A woman wearing blue and white striped three-quarter length trousers and a blue top is cycling over a 20 MPH logo painted on a road. She is going past a row of pastel painted houses. She is wearing sunglasses and has a shoulder bag across her body
This briefing is intended to equip you with arguments that are likely to be persuasive to politicians that might otherwise be uninterested or unsympathetic to pro-cycling policies

This campaigner briefing is based on the findings of a report called Move Free, written by the think-tank and urban consultancy Create Streets, published in March 2024. Cycling UK commissioned the report from Create Streets in order to explore how making it easy to get around towns and cities in as many ways as possible has a positive impact on our lives.

This briefing provides evidence and arguments on how putting cycling and walking at the forefront of developments helps to build more houses.

Key argument points from the Move Free report:

  • Giving people the freedom to choose how they move builds more homes: current parking minimums significantly limit housing density and lock residents into a car-centric life.

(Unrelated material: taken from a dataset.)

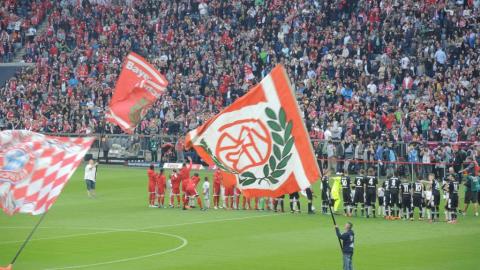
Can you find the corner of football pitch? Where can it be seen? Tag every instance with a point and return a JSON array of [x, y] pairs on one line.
[[118, 231]]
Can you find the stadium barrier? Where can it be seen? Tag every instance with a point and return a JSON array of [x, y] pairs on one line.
[[136, 151]]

The UK’s current average of only 28 dwellings per hectare is well below historical standards. Victorian and early 20th century neighbourhoods developed at densities of 50 to 75 homes per hectare and those walkable and cyclable areas are often the most desirable neighbourhoods.
  • Using greenfield land more efficiently: by reducing parking minimums and repurposing road space we can double housing output on the same land area and curb urban sprawl. In 2022, the UK could have built 220,471 homes instead of 112,240 if developments had occurred at historic densities of 55 homes per hectare, illustrating the vast untapped potential for housing expansion.
  • Cheaper and more connected: reduced car ownership enabled by walkable and cyclable neighbourhoods translates to financial savings for residents, contributing to economic resilience and affordability. Walkable, cycle-friendly neighbourhoods foster community cohesion, support local economies, and promote healthier lifestyles, enhancing overall well-being and social capital.